A lifetime ago, when I was a young art student who knew everything about everything, we got the assignment to “do something” with the theme of half-countrysideness. Even then I was already intrigued by this word and its implication. I set off for an abandoned train depot near my house, the Oostelijk Havengebied in Amsterdam, for those in the know, and spent many happy hours among forgotten railway carriages covered in rust and graffiti. The rails where overgrown with grass, the environment quiet and still despite the short distance from grand central station. I made sketches, I painted and took many pictures. And in the end, I burned everything in a self-invented ceremony to honour the half-countrysideness. Or something like it. I can’t remember exactly except that at the time I thought it was pretty cool and sophisticated. The place doesn’t exist anymore. Humans have won and turned one of the last spots of nothingness in the city into a fancy neighbourhood.

A couple of days ago the weather here in the north of Spain was too miserable to go to the beach but not miserable enough to stay in. A perfect day to explore the trail I suspected to exist leading from my small village to the nearest town. I did find the trail and it was quite nice. There were some goats grazing around freely as well as a horse and a few cows minding their own business, as was I. However, when I turned around a corner of some blackberry bushes, I found a big fat bull lying right in the middle of the trail. The bull was lazily chewing some grass and seemed very mellow. I guess I could have walked around him without a fuzz but I’ve seen a few too many bull-related incidents on TV lately (quite normal in Spain, where people run with bills for fun), so I decided to calmly retrace my steps. Which led me to an area just outside of Llanes that I hadn’t explored yet. It was a perfect example of “halflandelijkheid” where human interventions had invaded the countryside but where pure neglect and force of nature had given the latter the upper hand.
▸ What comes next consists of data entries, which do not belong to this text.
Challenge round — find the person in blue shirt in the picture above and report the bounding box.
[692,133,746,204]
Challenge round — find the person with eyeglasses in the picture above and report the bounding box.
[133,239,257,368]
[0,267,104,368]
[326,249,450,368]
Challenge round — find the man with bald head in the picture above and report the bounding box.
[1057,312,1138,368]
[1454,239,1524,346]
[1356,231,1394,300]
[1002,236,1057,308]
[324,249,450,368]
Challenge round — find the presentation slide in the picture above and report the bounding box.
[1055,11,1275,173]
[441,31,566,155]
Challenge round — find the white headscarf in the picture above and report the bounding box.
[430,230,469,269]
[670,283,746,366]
I love those areas that are neither inhabited nor completely forgotten, with small human interventions that seem to get along great with the plants and bugs that consider the space theirs. Which made me ponder half-countrysideness in Guatemala and Honduras and realized there’s very little of it. It’s countryside OR urbanization, even on the edges of towns where urbanizations stops when there is absolutely no physical way to build yet another level or expansion to the existing shacks. It made me think that half-countrysideness is, rather than a sign of deterioration, a bit of a luxury, available only to those who can afford to forget or neglect. And that makes me end this entry with the depressing realisation that yes, everywhere in the world and for whatever reason, half-countrysideness is in danger of extinction. What a shame.